I talked to Ursula many times over the next couple of weeks. She was always outside working in her gardens. She planted a wide assortment of flowers and even had a small vegetable patch, even though it was quite late in the season to be planting corn, I thought. Somehow, the topic always drifted back to squirrels. She was seeing them, she said. There were several nests in the trees across the street. She seemed to know a lot about them.
“Squirrels can breed twice a year, can you imagine? Once in the spring and once in the early fall, each time have two pups.
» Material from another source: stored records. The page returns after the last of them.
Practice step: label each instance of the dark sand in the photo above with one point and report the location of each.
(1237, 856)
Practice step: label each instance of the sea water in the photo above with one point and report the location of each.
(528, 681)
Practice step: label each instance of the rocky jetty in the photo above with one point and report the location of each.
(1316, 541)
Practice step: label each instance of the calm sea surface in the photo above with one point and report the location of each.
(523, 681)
You know what that means?” She topped off my ice tea and sat down next to me on her front porch. I shook my head.
“They breed exponentially. One has four babies. Each of those babies has four babies. Next thing you know, the whole world is over run. That’s what they are working on. It’s like the Black Death with the rats.”
I couldn’t really see how it was like the Black Death, but she continued before I could ask. “There are more animals in the order rodenta than any other mammalian order. Did you know that? There simply doesn’t seem to be an end to it.”
Neither did there seem to be an end to Ursula’s disturbing squirrel factoids. And strange as it may sound, the more time I spent listening to Ursula rail against the squirrel threat, the more I seemed to notice them myself. Several of them frequented the trees in my yard. In the mornings or early evening, I would sometimes see them scurrying across the grass of the yards in rapid zigzags. I tried to study them for signs of malcontent, decipher reasons to be concerned in their chattering and swishing tails. Their beady dark eyes, located high on their little skulls, were at once menacing and vacant. Well, not really vacant, it was something more than that. There was some sort of alien squirrelly sense of self and self preservation.
Sometimes, this squirrel mentality struck me as so utterly alien that to ascribe to it any sort of human motivation was absolute foolishness, but increasingly often, I had to admit, the squirrel did indeed seem to harbor some dark agenda in their walnut sized brains. Perhaps their outward skittishness was just a instinctual deception while they truly plotted to take over the neighborhood.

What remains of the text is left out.